On Wed, 4 Apr 2012, Kay Sievers wrote:

> - Output of dev_printk() is reliably machine-readable now. In addition
>   to the printed plain text message, it creates a log dictionary with the
>   following properties:
>     SUBSYSTEM=     - the driver-core subsytem name
>     DEVICE=
>       b12:8        - block dev_t
>       c127:3       - char dev_t
>       n8           - netdev ifindex
>       +sound:card0 - subsystem:devname

One of the questions that hasn't been raised yet, and which I personally 
consider crucial -- are we making printk() interface part of userspace ABI 
now by this?

Today, we are free to change any printk()s and not feel guilty about it at 
all. With this, we are making the whole thing much more systematic and 
friendly for automatic userspace consumption. Nnot really different to, 
for example uevents, which I believe everyone considers userspace ABI now.

Do we really want that?

-- 
Jiri Kosina
SUSE Labs


^ permalink raw reply	[flat|nested] 34+ messages in thread

* Re: [PATCH] printk: support structured and multi-facility log messages
  2012-04-07  0:26 ` Jiri Kosina
@ 2012-04-07  0:59   ` Joe Perches
  2012-04-07  1:14     ` Jiri Kosina
  0 siblings, 1 reply; 34+ messages in thread
From: Joe Perches @ 2012-04-07  0:59 UTC (permalink / raw)
  To: Jiri Kosina
  Cc: Kay Sievers, linux-kernel, Greg Kroah-Hartmann, Linus Torvalds,
	Ingo Molnar

On Sat, 2012-04-07 at 02:26 +0200, Jiri Kosina wrote:
> On Wed, 4 Apr 2012, Kay Sievers wrote:
> 
> > - Output of dev_printk() is reliably machine-readable now. In addition
> >   to the printed plain text message, it creates a log dictionary with the
> >   following properties:
> >     SUBSYSTEM=     - the driver-core subsytem name
> >     DEVICE=
> >       b12:8        - block dev_t
> >       c127:3       - char dev_t
> >       n8           - netdev ifindex
> >       +sound:card0 - subsystem:devname
> 
> One of the questions that hasn't been raised yet, and which I personally 
> consider crucial -- are we making printk() interface part of userspace ABI 
> now by this?

I hope not.

> Today, we are free to change any printk()s and not feel guilty about it at 
> all. With this, we are making the whole thing much more systematic and 
> friendly for automatic userspace consumption.

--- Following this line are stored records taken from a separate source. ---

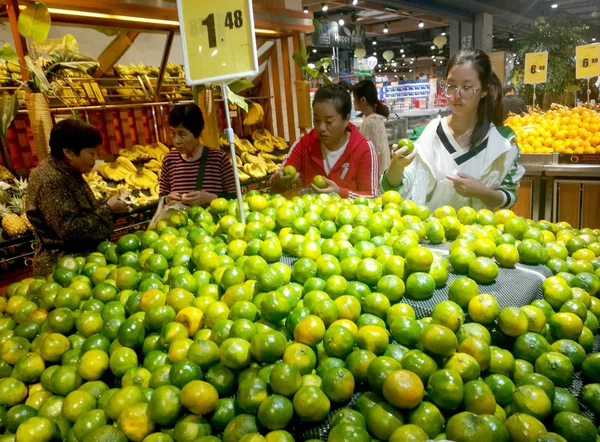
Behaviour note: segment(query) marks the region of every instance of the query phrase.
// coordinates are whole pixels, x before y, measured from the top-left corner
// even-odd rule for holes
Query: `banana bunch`
[[[258,152],[258,156],[264,158],[265,160],[271,160],[278,163],[281,163],[285,159],[285,155],[273,155],[263,151]]]
[[[169,153],[169,148],[161,142],[148,144],[147,146],[135,144],[127,149],[119,150],[119,155],[131,161],[156,159],[162,162],[167,153]]]
[[[184,76],[183,67],[176,63],[171,63],[170,61],[167,62],[167,72],[172,77],[183,77]]]
[[[96,199],[102,199],[111,193],[106,181],[95,170],[83,175],[85,182],[88,184]]]
[[[158,176],[151,170],[142,167],[140,170],[125,175],[125,182],[132,189],[152,189],[154,185],[158,184]]]
[[[149,144],[149,145],[145,146],[144,149],[146,150],[146,152],[148,152],[148,155],[150,155],[150,158],[155,158],[155,159],[159,160],[161,163],[162,163],[162,159],[164,158],[164,156],[170,152],[169,148],[167,146],[165,146],[163,143],[161,143],[160,141]]]
[[[112,181],[123,181],[127,175],[136,171],[131,160],[122,156],[118,156],[112,163],[104,163],[98,170],[100,175]]]
[[[238,164],[240,164],[240,163],[238,163]],[[246,172],[244,172],[244,170],[242,168],[238,167],[238,178],[240,179],[240,181],[248,181],[252,177],[250,175],[248,175]]]
[[[240,138],[236,134],[233,134],[233,142],[237,145],[240,141]],[[227,141],[225,134],[219,135],[219,145],[221,147],[229,147],[229,141]]]
[[[127,149],[119,149],[119,155],[130,161],[150,159],[150,154],[147,152],[146,147],[141,144],[134,144]]]
[[[264,157],[260,156],[260,153],[255,156],[249,154],[248,152],[244,152],[240,156],[240,159],[244,164],[244,168],[246,167],[246,164],[255,164],[261,166],[261,169],[265,170],[265,175],[267,173],[273,173],[279,168],[279,165],[277,163],[275,163],[271,159],[265,159]]]
[[[268,142],[268,149],[271,148],[271,145],[274,149],[277,150],[286,150],[289,146],[286,141],[281,137],[275,137],[269,132],[267,129],[256,129],[252,132],[252,139],[254,140],[254,145],[256,146],[256,142]],[[259,143],[260,146],[264,146],[263,143]],[[259,146],[256,146],[260,150]],[[265,152],[272,152],[272,150],[264,150]]]
[[[271,140],[267,139],[256,140],[254,142],[254,147],[256,147],[256,149],[258,149],[259,151],[267,153],[273,152],[275,150],[275,145],[271,143]]]
[[[152,158],[150,161],[148,161],[146,164],[144,164],[144,167],[146,169],[154,172],[155,174],[159,175],[160,170],[162,168],[162,161],[157,160],[156,158]]]
[[[258,103],[252,103],[252,107],[248,110],[248,115],[244,118],[244,126],[252,126],[263,121],[265,111]]]
[[[235,152],[238,155],[243,154],[244,152],[247,153],[256,153],[257,150],[256,148],[252,145],[252,143],[248,140],[242,140],[242,139],[238,139],[235,142]]]
[[[157,197],[159,194],[160,194],[160,184],[156,183],[154,186],[152,186],[150,188],[150,195]]]
[[[148,75],[152,72],[152,69],[146,66],[144,63],[138,64],[119,64],[114,67],[115,72],[120,77],[129,77],[136,75]]]
[[[268,169],[266,164],[246,163],[242,167],[244,172],[252,178],[263,178],[267,175]]]

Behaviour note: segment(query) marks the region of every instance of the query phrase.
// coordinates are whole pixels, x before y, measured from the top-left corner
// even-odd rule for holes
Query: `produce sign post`
[[[535,106],[535,87],[548,79],[548,52],[529,52],[525,54],[525,84],[533,84],[533,106]]]
[[[177,0],[177,10],[187,83],[221,84],[227,120],[225,134],[231,149],[241,221],[244,222],[226,82],[258,72],[252,1]]]
[[[576,48],[577,79],[587,79],[587,102],[590,102],[590,78],[600,75],[600,43],[577,46]]]

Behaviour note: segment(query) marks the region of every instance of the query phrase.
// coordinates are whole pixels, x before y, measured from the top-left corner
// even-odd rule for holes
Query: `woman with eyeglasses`
[[[462,50],[446,72],[451,115],[431,121],[410,155],[404,156],[406,147],[394,146],[382,188],[399,190],[431,210],[510,208],[524,169],[514,133],[502,126],[502,85],[490,58],[480,50]]]

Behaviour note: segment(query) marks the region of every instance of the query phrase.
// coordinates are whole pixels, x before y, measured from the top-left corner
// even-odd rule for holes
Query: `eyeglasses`
[[[475,92],[479,92],[480,90],[481,88],[475,89],[471,86],[452,86],[447,84],[444,86],[443,92],[446,97],[452,97],[458,94],[463,100],[470,100],[475,95]]]

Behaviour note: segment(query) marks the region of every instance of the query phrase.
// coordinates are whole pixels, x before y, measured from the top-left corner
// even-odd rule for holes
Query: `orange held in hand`
[[[415,145],[408,138],[402,138],[398,141],[398,149],[402,149],[403,147],[407,148],[406,153],[404,154],[405,157],[410,155],[413,150],[415,150]]]
[[[296,173],[297,173],[297,171],[296,171],[296,168],[294,166],[285,166],[283,168],[283,174],[285,176],[289,176],[289,177],[293,178],[293,177],[296,176]]]
[[[325,182],[325,178],[322,175],[316,175],[313,178],[313,184],[319,189],[325,189],[327,187],[327,183]]]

It _may_ be that new KEYWORD=VALUE combinations may become
systematic and an ABI, but the content of the message is
still arbitrary and should be designated as changeable
without notice.




^ permalink raw reply	[flat|nested] 34+ messages in thread

* Re: [PATCH] printk: support structured and multi-facility log messages
  2012-04-07  0:59   ` Joe Perches
@ 2012-04-07  1:14     ` Jiri Kosina
  2012-04-07  1:51       ` Joe Perches
  0 siblings, 1 reply; 34+ messages in thread
From: Jiri Kosina @ 2012-04-07  1:14 UTC (permalink / raw)
  To: Joe Perches
  Cc: Kay Sievers, linux-kernel, Greg Kroah-Hartmann, Linus Torvalds,
	Ingo Molnar

On Fri, 6 Apr 2012, Joe Perches wrote:

> > > - Output of dev_printk() is reliably machine-readable now. In addition
> > >   to the printed plain text message, it creates a log dictionary with the
> > >   following properties:
> > >     SUBSYSTEM=     - the driver-core subsytem name
> > >     DEVICE=
> > >       b12:8        - block dev_t
> > >       c127:3       - char dev_t
> > >       n8           - netdev ifindex
> > >       +sound:card0 - subsystem:devname
> > 
> > One of the questions that hasn't been raised yet, and which I personally 
> > consider crucial -- are we making printk() interface part of userspace ABI 
> > now by this?
> 
> I hope not.

And how exactly do we prevent that? It's a systematic and well-defined 
interface between kernel and userspace, and as such it's hard to not 
consider it to be ABI.

> > Today, we are free to change any printk()s and not feel guilty about it at 
> > all. With this, we are making the whole thing much more systematic and 
> > friendly for automatic userspace consumption.
> 
> It _may_ be that new KEYWORD=VALUE combinations may become systematic 
> and an ABI, but the content of the message is still arbitrary and should 
> be designated as changeable without notice.

I bet there would be "you broke my userspace app because it was depending 
on the printk() you just removed" bugreport coming from someone very soon. 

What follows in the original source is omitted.